Yıldız’ın ailesinin kaygılarını da paylaşan Ersoy, Yıldız gibi yaşlı ve hasta tutsakların yaşam ve sağlık haklarının korunması için tahliye edilmesi gerektiğini belirtti.
İZMİR
İHD İzmir Şubesi, hasta tutukluların durumuna dikkati çekmek amacıyla düzenlediği eylemin 287’ncisini Konak Eski Sümerbank önünde gerçekleştirdi. “Hasta mahpuslar ölüyor. Susma suça ortak olma” pankartının açıldığı eyleme, çok sayıda kişi katıldı. Bu haftaki açıklamada, Menemen R Tipi Kapalı Cezaevi'nde tutuklu bulunan Şemsettin Ekinci'nin sağlık sorunlarına dikkat çekildi. Açıklamanın Kürtçesini İHD Ege Bölge Sorumlusu Zafer İncin, Türkçesini İHD İzmir Şubesi Eşbaşkanı Ali Aydın okudu.
ŞEMSETTİN EKİNCİ
Aydın, Şemsettin Ekinci’nin tansiyon ve şeker hastalığı olduğunu belirterek, 2017 yılı ocak ayında beyin damarlarında tıkanma sonucu kriz geçirdiğini, kan sulandırıcı verilerek geri gönderildiğini hatırlattı. 2018'de bulunduğu koğuşta birden fenalaşarak ambulansla Çiğli Devlet Hastanesi'ne kaldırıldığını anımsatan Aydın, "Ailesine söylendiğine göre, beyin kanaması geçirmiştir. Müdahale edilmiş ama sol tarafında felç oluşmuştur ve ayağa kalkamamaktadır. Daha önce birden fazla defa ATK’ye götürülmesine rağmen kendisi hakkında sadece 'cezaevinde yalnız kalamaz' şeklinde rapor oluşturulması nedeniyle infaz erteleme talepleri hep olumsuz sonuçlanmıştır" dedi.

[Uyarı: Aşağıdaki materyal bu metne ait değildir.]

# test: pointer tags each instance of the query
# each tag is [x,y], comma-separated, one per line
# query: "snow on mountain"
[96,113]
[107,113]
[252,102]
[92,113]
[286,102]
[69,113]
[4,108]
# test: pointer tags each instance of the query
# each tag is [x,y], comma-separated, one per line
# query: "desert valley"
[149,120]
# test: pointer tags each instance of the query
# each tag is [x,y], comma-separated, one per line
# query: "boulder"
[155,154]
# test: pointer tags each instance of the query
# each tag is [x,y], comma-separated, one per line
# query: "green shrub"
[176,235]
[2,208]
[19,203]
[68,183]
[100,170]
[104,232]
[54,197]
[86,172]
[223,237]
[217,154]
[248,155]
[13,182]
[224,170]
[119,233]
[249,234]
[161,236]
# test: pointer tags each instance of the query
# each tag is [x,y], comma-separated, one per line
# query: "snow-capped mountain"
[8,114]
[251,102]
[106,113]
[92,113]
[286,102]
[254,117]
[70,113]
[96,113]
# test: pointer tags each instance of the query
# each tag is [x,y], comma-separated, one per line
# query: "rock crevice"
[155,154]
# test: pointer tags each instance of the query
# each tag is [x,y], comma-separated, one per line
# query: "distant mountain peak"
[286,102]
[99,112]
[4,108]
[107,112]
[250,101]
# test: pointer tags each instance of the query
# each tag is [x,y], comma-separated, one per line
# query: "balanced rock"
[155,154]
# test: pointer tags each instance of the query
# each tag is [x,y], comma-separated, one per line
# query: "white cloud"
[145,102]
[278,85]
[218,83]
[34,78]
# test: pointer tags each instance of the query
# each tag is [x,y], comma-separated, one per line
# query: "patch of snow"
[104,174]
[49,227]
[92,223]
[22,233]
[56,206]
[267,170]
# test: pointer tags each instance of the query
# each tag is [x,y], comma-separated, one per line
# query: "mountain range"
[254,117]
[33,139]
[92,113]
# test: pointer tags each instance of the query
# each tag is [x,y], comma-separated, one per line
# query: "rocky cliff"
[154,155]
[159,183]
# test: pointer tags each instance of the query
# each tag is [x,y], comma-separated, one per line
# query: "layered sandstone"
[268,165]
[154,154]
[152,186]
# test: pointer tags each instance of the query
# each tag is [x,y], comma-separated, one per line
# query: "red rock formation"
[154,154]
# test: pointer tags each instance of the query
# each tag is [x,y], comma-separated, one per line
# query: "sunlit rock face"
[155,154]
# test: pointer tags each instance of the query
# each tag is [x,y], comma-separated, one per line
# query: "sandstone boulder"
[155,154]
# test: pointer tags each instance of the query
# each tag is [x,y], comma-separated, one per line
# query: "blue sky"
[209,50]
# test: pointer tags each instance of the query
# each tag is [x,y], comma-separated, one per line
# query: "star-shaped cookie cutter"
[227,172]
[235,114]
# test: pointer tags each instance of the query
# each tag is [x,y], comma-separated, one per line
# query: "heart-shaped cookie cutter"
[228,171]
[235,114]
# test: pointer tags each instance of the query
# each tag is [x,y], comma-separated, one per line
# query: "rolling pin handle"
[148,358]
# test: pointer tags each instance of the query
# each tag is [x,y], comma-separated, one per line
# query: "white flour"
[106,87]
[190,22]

BELİNDE KEMERLE BAĞLI GÖRÜŞE ÇIKTI
Ekinci'nin halen tedavisinin yapılmadığını vurgulayan Aydın, "Tedavi amacıyla Menemen R Tipi hapishanesine getirilmesine rağmen tedavisinde bir gelişme olmadığı gibi sağlık sorunları her geçen gün artmaktadır. En son yapılan avukat görüşmesinde belden aşağısı felçli olduğu için vücudunda sürekli yatmaktan kaynaklı yaralar oluşmuştur. Avukat görüşüne belinden kemerle bağlanmış halde getirilmiş. Vücudunun genital bölgesindeki yanıklardan dolayı, idrar yapamama problemi nedeniyle, idrar torbası takılmış ve maalesef yaşamını hep bu şekilde devam ettirecektir. Şu anda yanında iki bacağı da olmayan bir mahpus arkadaşının desteğiyle yaşamını idame ettirmektedir. Göz tedavisi için birkaç defa Yeşilyurt Devlet Hastanesi’ne götürülmüş, ancak bugüne kadar herhangi bir tedavi uygulanmamıştı" diye konuştu.
'TAHLİYE EDİLMELİ'
Aydın, bu haldeki ve bu yaştaki bir kişinin nasıl olur da “toplum güvenliği bakımından tehlike” oluşturabildiğini sorarak, şunları söyledi: "İnsani ve vicdani olarak düşündüğümüzde, acı çeken ve bakıma muhtaç bir kişi hapishanede nasıl yaşayabilir? Artık bu durum işkenceye ve yaşam hakkını yok etmeye dönüşmüştür. Ekinci’nin Ocak 2025’te 30 yılını dolduracağı için infaz erteleme, koşullu salıverilme uygulanabilir. İdari denetim kurulunun 1 yıl denetim uygulama yetkisi bulunmaktadır. Buradan İdari Gözlem Kurulu’na çağrı yapıyoruz; yetkinizi kullanın ve Ekinci’yi serbest bırakın. Yoksa yaşanacak olumsuzluktan siz ATK, Adalet Bakanlığı ve Cumhurbaşkanı sorumlu olacaksınız."